I am running a large application on an academic cluster (Haswell) and have observed performance differences between nodes running the exact same application on the exact same input data. I came to this point by comparing runs for a short simulated time vs a long simulated time and noticed that the time per iteration varied depending on the node (maybe that answers the question of why I am repeatedly running the same code with the same data.
Within the cluster now I have identified a set of 'slow' nodes and a smaller set of 'fast' nodes. I have been instrumenting a triply-nested set of lengthy floating point calculations with PAPI performance monitoring and have the following, slow node vs. fast node:
Total Instructions: 295627 vs. 295627
Level 1 cache misses: 36258 vs. 36340
Level 2 cache misses: 22726 vs. 12015
Level 3 cache misses: 21771 vs. 1454
The code being measured is:
do k = lo(3), hi(3)
do j = lo(2), hi(2)
do i = lo(1), hi(1)
y(i,j,k) = alpha*a(i,j,k)*x(i,j,k) &
- dhx * (bX(i+1,j,k)*(x(i+1,j,k) - x(i ,j,k)) &
& - bX(i ,j,k)*(x(i ,j,k) - x(i-1,j,k))) &
- dhy * (bY(i,j+1,k)*(x(i,j+1,k) - x(i,j ,k)) &
& - bY(i,j ,k)*(x(i,j ,k) - x(i,j-1,k))) &
- dhz * (bZ(i,j,k+1)*(x(i,j,k+1) - x(i,j,k )) &
& - bZ(i,j,k )*(x(i,j,k ) - x(i,j,k-1)))
If the slow nodes are only slow for the duration of a run, then this looks like a standard cache conflict due to unlucky combinations of physical addresses.
A sysadmin is looking into BIOS settings on some slow nodes now.
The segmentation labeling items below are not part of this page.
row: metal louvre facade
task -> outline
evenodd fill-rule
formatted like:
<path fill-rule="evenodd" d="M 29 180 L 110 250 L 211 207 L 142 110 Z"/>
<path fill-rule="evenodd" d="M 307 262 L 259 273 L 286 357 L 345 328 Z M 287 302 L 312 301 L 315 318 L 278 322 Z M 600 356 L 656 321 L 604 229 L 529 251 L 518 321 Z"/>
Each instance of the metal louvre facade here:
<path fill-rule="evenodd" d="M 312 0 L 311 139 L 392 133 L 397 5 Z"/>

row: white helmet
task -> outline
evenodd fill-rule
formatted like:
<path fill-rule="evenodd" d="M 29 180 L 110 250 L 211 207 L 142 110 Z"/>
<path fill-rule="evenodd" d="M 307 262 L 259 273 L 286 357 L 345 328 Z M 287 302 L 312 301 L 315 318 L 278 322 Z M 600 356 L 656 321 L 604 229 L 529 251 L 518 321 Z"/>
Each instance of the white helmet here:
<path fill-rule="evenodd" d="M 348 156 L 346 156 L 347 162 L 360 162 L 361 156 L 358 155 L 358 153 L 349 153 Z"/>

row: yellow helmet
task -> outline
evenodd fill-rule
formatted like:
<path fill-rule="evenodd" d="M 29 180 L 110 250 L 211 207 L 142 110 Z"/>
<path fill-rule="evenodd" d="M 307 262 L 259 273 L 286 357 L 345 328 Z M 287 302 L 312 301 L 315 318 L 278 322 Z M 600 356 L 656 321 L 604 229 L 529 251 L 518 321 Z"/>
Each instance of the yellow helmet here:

I have asked him to look at the Transparent Huge Pages' setting.
We are not using visualization on these nodes.
We have determined that BIOS settings varied across the cluster and was causing the performance differences.
A new set will be uniformly installed across the cluster as part of maintenance.
Testing the new settings shows that performance is uniform and even improved.